Filtered data saved to filtered_bertsim_softlabels.csv and filtered_bertsim_softlabels.json


### Calculating cost for each prompt

In [58]:
import json

# Load your JSON
with open('Dataset_JSON/filtered_bertsim_softlabels.json', 'r', encoding="utf-8") as f:
    data = json.load(f)

# Define model info: field name and cost per token
model_info = {
    "mistralai/mixtral-8x7b-chat": {
        "field": "mistralai/mixtral-8x7b-chat|model_response",
        "cost_per_token": 0.60  # per 1M tokens
    },
    "mistralai/mistral-7b-chat": {
        "field": "mistralai/mistral-7b-chat|model_response",
        "cost_per_token": 0.2   # per 1M tokens
    },
    "zero-one-ai/Yi-34B-Chat": {
        "field": "zero-one-ai/Yi-34B-Chat|model_response",
        "cost_per_token": 0.8   # per 1M tokens
    }
}

# Simple whitespace tokenizer
def count_tokens(text):
    if not isinstance(text, str):
        return 0
    return len(text.split())

# Process each row
for row in data:
    prompt = row.get("prompt", "")
    for model, info in model_info.items():
        # Count input tokens
        input_tokens = count_tokens(prompt)
        # Count output tokens
        output_text = row.get(info["field"], "")
        output_tokens = count_tokens(output_text)
        # Calculate cost
        cost = (input_tokens * info["cost_per_token"] / 1e6) + (output_tokens * info["cost_per_token"] / 1e6)
        # Add new column
        cost_field = info["field"].replace("|model_response", "|cost")
        row[cost_field] = cost

# Save to new JSON
with open('Dataset_JSON/filtered_bertsim_softlabels_with_cost.json', 'w', encoding="utf-8") as f:
    json.dump(data, f, indent=2, ensure_ascii=False)

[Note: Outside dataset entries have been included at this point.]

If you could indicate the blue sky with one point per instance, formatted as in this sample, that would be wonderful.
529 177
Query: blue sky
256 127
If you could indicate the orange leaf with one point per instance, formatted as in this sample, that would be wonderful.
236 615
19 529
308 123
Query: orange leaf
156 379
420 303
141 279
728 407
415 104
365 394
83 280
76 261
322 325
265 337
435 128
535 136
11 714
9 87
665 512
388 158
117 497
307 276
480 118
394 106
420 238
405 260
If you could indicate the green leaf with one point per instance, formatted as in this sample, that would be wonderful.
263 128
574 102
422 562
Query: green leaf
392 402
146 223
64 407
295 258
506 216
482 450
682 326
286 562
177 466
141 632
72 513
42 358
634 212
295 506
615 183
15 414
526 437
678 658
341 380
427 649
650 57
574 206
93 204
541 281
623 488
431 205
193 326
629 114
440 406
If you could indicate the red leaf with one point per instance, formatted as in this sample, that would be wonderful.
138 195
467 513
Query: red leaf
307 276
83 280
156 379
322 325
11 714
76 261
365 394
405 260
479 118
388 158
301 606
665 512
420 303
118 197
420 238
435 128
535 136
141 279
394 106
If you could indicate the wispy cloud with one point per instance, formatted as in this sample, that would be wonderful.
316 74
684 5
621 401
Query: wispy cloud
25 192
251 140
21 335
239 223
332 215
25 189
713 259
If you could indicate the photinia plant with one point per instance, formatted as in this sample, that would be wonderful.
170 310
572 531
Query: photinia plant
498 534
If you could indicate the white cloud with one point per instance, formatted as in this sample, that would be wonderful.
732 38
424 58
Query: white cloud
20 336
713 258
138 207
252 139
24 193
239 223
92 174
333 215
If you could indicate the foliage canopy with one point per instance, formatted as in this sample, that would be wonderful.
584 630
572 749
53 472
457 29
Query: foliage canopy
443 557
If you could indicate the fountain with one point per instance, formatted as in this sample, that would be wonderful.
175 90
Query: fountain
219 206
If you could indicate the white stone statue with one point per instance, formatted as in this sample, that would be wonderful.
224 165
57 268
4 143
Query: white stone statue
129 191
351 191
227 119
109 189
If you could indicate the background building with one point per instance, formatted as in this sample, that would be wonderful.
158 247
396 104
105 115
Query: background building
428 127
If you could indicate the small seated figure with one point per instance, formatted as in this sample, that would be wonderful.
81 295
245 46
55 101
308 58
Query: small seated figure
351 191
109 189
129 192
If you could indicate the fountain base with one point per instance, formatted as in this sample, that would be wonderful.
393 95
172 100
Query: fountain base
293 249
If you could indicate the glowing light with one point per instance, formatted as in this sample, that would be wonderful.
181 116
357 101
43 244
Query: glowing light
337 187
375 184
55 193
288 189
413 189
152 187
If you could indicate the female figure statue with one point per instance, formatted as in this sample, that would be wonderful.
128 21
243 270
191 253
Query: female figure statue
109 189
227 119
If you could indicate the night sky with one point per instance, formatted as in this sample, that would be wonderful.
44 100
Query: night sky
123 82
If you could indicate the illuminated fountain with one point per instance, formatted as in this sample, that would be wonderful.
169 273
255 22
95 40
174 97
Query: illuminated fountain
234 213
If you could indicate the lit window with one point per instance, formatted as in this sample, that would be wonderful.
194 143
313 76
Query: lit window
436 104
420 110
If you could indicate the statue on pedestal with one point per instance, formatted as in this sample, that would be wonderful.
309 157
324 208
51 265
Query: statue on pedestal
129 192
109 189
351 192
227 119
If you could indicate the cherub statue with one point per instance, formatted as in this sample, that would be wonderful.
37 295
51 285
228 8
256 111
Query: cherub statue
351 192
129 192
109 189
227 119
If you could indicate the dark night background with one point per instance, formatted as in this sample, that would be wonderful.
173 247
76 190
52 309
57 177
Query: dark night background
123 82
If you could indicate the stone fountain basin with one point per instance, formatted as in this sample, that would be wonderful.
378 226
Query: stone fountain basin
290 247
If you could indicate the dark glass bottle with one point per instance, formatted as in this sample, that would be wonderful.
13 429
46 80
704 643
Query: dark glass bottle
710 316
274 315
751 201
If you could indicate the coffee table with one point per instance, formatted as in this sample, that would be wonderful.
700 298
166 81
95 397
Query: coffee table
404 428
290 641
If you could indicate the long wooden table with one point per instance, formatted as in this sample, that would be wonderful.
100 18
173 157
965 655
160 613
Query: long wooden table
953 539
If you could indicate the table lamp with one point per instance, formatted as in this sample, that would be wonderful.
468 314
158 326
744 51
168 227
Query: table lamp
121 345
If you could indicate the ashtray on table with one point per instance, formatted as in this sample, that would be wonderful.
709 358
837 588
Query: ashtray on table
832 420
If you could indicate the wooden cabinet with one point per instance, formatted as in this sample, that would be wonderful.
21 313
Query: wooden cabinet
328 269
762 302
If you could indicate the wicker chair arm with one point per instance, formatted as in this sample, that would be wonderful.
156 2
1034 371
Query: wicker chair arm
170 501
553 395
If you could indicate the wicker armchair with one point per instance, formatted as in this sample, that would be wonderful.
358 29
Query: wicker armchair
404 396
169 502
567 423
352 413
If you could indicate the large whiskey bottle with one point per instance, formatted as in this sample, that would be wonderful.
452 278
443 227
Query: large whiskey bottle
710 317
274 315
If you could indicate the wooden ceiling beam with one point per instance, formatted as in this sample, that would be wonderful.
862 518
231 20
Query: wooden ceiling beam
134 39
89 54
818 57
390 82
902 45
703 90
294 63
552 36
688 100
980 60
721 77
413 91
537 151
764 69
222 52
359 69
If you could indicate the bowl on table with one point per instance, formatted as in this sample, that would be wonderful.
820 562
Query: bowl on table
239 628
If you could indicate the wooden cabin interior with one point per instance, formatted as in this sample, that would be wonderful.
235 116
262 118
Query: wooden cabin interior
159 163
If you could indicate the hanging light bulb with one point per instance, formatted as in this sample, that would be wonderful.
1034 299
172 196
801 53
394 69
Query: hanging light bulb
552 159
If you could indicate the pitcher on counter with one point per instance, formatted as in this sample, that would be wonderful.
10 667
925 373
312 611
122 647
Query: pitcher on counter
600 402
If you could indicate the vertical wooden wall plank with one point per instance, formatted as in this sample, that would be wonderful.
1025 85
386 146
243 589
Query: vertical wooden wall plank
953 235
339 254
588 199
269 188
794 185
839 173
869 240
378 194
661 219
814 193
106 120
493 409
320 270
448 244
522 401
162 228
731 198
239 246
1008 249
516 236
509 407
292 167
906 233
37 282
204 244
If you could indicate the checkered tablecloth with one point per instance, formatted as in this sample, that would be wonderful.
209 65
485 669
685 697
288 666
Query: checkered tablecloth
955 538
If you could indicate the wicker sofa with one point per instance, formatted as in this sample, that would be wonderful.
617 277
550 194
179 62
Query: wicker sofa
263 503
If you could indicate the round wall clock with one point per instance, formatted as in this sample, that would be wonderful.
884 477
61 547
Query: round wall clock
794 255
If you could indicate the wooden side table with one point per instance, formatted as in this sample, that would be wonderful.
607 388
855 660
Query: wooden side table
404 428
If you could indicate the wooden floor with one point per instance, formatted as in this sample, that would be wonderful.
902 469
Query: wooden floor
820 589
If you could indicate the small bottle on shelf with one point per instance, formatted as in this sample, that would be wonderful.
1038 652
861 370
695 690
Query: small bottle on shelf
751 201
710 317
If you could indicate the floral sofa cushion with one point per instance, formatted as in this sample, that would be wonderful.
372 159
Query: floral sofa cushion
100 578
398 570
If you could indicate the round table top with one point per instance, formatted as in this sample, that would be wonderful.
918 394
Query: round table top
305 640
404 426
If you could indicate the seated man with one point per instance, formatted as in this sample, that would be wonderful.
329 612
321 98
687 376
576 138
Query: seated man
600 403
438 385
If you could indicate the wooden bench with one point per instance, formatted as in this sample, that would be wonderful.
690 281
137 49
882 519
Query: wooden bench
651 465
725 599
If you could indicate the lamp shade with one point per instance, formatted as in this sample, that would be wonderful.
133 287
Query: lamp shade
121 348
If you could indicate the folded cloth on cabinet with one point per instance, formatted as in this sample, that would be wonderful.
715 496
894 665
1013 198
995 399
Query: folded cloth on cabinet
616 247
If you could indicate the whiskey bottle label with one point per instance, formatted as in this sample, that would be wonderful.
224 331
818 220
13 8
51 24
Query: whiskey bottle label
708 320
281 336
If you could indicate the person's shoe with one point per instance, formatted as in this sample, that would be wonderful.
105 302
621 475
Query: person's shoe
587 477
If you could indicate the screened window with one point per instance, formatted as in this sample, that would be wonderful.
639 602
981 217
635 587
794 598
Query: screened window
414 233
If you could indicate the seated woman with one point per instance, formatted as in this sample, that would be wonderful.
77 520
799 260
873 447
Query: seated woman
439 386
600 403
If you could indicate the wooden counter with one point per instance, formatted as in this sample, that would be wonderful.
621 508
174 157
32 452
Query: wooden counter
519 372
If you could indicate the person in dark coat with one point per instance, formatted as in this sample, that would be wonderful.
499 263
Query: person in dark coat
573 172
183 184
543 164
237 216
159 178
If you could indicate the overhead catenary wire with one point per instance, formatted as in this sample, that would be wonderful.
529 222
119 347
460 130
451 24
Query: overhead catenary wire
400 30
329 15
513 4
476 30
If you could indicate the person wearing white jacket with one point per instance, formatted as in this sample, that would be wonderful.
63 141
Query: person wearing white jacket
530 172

print("Cost columns added and saved to Dataset_JSON/filtered_bertsim_softlabels_with_cost.json")

Cost columns added and saved to Dataset_JSON/filtered_bertsim_softlabels_with_cost.json


### Calculating Throughput

In [59]:
import json
from tqdm import tqdm

# You may want to use a real tokenizer for accurate token counts.
def count_tokens(text):
    # Replace with your tokenizer if needed
    return len(text.split())

# Model parameters
model_params = {
    "mistralai/mistral-7b-chat|model_response": {
        "avg_time_to_first_token": 0.18,
        "avg_decode_rate": 175
    },
    "zero-one-ai/Yi-34B-Chat|model_response": {
        "avg_time_to_first_token": 0.25,
        "avg_decode_rate": 108
    },
    "mistralai/mixtral-8x7b-chat|model_response": {
        "avg_time_to_first_token": 0.35,
        "avg_decode_rate": 54
    }
}

# Load your JSON file
with open('Dataset_JSON/filtered_bertsim_softlabels_with_cost.json', 'r', encoding='utf-8') as f:
    data = json.load(f)

for item in tqdm(data):
    prompt = item['prompt']
    input_tokens = count_tokens(prompt)
    for model_col, params in model_params.items():
        response = item.get(model_col, "")
        output_tokens = count_tokens(response)
        avg_time_to_first_token = params["avg_time_to_first_token"]
        avg_decode_rate = params["avg_decode_rate"]
        # Time from query submission to completion
        total_time = avg_time_to_first_token + (output_tokens / avg_decode_rate)
        # Throughput calculation
        throughput = output_tokens / total_time if total_time > 0 else 0
        # Add new column
        throughput_col = model_col.replace('|model_response', '|throughput')
        item[throughput_col] = throughput

# Save back to JSON
with open('Dataset_JSON/final.json', 'w', encoding='utf-8') as f:
    json.dump(data, f, indent=2, ensure_ascii=False)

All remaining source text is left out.